Some of the deepest divisions occurred in mainline Protestant churches, notably among Episcopalians as openly gay V. Gene Robinson was consecrated the bishop of New Hampshire. Robinson's elevation triggered a left-right rift that is still developing and could ultimately split the church.
"What happened in the Episcopal Church shows irreversibly that there is a debate among people of faith over homosexuality," said Chauncey. "It will never be possible again for the Christian right to claim there is only one Christian position."
In Allison Park, Pa., a Pittsburgh suburb, the Rev. Doug Pratt of Memorial Park Presbyterian Church said he and his congregation would insist that any member of the church's clergy, even in a future era of gay marriage, be celibate except in the context of a heterosexual marriage.
"There must be no thought police to force us to change our views," he said. "I can't put any court decision above the Bible."
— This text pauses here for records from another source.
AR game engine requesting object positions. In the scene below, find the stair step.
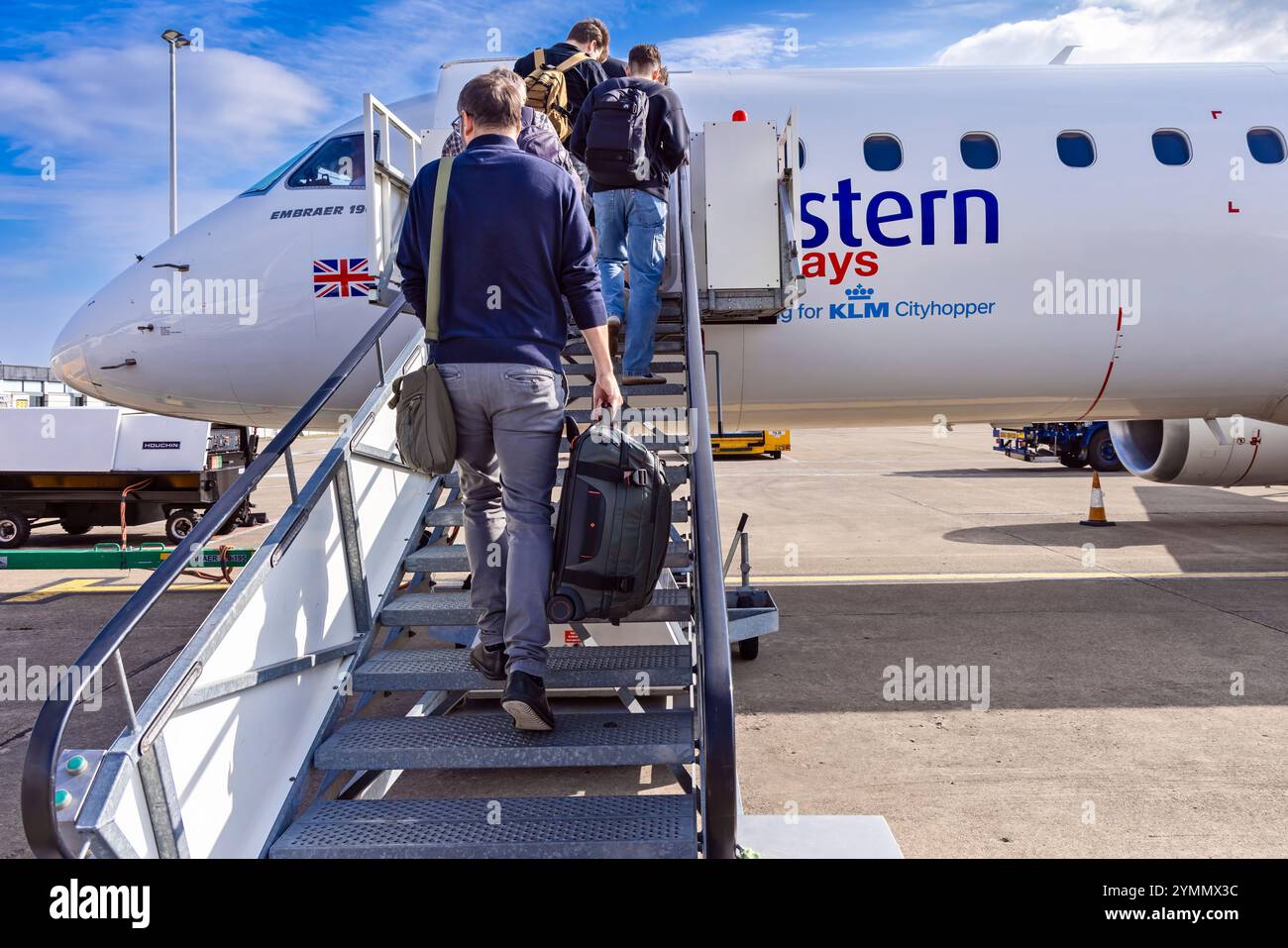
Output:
[403,541,692,574]
[568,382,684,407]
[380,588,690,629]
[313,711,693,771]
[563,339,684,356]
[269,793,697,859]
[425,500,690,527]
[353,645,693,691]
[563,361,684,376]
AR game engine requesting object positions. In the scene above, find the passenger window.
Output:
[961,132,999,171]
[863,136,903,171]
[1055,132,1096,167]
[286,134,368,188]
[1248,129,1288,164]
[1154,129,1190,166]
[242,142,318,197]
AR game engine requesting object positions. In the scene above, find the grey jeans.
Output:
[438,362,568,678]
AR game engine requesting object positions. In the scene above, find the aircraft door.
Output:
[362,93,426,306]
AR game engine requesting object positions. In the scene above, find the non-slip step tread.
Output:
[425,500,690,527]
[403,541,692,574]
[314,711,693,771]
[568,382,684,407]
[380,588,690,627]
[353,645,693,691]
[269,793,697,859]
[563,339,684,356]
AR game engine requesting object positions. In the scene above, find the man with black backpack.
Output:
[568,44,690,385]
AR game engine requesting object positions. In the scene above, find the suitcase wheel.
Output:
[546,592,577,622]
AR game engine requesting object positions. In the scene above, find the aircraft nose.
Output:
[49,300,95,395]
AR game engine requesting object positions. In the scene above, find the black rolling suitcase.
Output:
[546,417,671,622]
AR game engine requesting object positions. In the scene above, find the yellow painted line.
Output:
[741,570,1288,586]
[0,579,227,603]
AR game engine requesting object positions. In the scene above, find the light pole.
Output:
[161,30,192,237]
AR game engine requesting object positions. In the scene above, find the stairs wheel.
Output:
[0,510,31,550]
[164,507,197,546]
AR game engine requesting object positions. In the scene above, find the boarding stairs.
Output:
[22,90,793,858]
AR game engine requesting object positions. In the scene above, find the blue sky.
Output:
[0,0,1288,365]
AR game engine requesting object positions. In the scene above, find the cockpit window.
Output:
[286,133,368,188]
[242,142,317,194]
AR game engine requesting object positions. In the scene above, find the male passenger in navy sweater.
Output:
[398,71,622,730]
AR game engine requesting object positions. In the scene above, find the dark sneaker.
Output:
[471,642,507,682]
[501,671,555,730]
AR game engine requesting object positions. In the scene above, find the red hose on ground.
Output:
[121,477,152,550]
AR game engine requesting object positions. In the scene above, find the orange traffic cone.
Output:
[1078,471,1118,527]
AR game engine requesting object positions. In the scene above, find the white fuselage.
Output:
[54,61,1288,428]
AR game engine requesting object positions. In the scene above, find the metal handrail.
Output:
[677,164,738,859]
[22,292,404,859]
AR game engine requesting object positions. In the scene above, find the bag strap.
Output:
[555,53,590,72]
[425,158,454,343]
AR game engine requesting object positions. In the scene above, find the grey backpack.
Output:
[587,86,653,188]
[389,158,456,475]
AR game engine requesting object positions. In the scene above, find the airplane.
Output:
[52,59,1288,485]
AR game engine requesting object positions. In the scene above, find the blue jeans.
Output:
[593,188,666,374]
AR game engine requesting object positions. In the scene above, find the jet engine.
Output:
[1109,416,1288,487]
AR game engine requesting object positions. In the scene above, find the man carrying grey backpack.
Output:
[568,44,690,385]
[398,71,622,730]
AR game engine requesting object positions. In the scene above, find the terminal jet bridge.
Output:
[22,95,796,858]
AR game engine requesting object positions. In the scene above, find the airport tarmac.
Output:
[0,425,1288,857]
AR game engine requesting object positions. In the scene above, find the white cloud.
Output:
[0,44,322,168]
[660,26,783,69]
[937,0,1288,65]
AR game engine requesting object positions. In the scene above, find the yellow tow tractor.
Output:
[711,430,793,460]
[703,349,793,461]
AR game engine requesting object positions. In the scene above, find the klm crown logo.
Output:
[827,283,890,319]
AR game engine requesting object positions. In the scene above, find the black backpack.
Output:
[587,86,653,188]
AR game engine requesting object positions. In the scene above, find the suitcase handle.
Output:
[564,413,581,448]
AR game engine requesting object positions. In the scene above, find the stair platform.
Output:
[353,645,693,691]
[313,711,693,771]
[380,588,690,627]
[403,541,692,574]
[269,793,697,859]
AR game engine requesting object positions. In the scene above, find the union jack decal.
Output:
[313,257,376,300]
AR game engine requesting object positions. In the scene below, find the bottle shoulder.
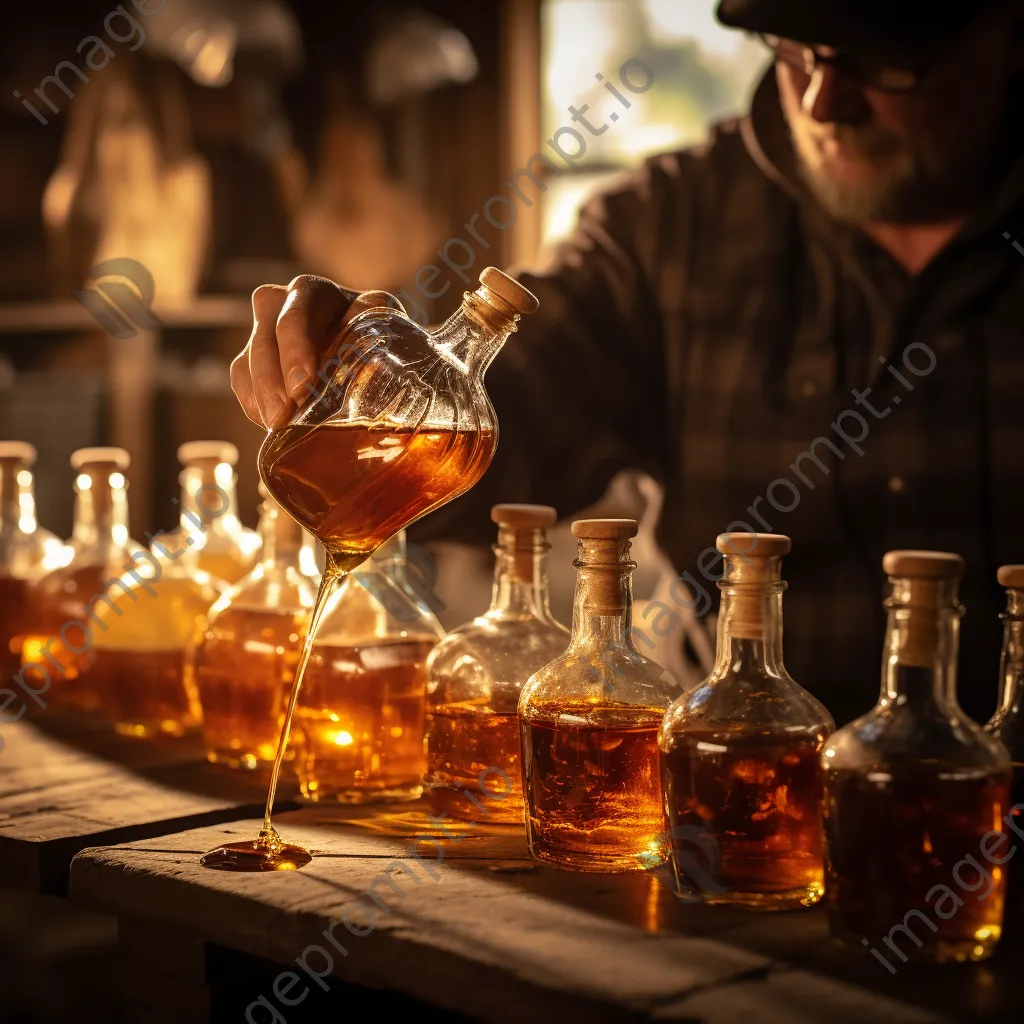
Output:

In October, Judy Shepard issued a statement marking the fifth anniversary of the murder of her gay son, Matthew, in Wyoming. She welcomed gains achieved by gays, but said lawmakers should do more to curtail anti-gay hate crimes and prevent job discrimination.
"It is as if we are living in two Americas, one that tunes in to 'Queer Eye for the Straight Guy' but turns a blind eye to the injustices gay and lesbian people still face," she said.
Shepard cited reports of dozens of hate crimes during 2003, including the killing of a 15-year-old lesbian in Newark, N.J. She didn't mention the efforts of anti-gay pastor Fred Phelps to erect monuments in Wyoming, Idaho and Tennessee asserting that her son went to hell because of his homosexuality.
Nonetheless, many gays and lesbians believed acceptance was on the rise.
Mark Lewis and his partner, Dennis Winslow, are among seven New Jersey couples suing for the right to wed in their home state. Lewis said their legal efforts, and relationship, are supported by neighbors.
"We live in an apartment with senior citizens, immigrants, single parents - all kinds of not Ozzie and Harriet living situations," Lewis said. "These people have their antennas tuned to inequality, and they don't like to support it."
Said Kate Kendell, involved in gays-rights advocacy since 1988: "We're at the tipping point where most people are simply not willing to engage in the fight against us if it's about name-calling and hostility toward their fellow Americans."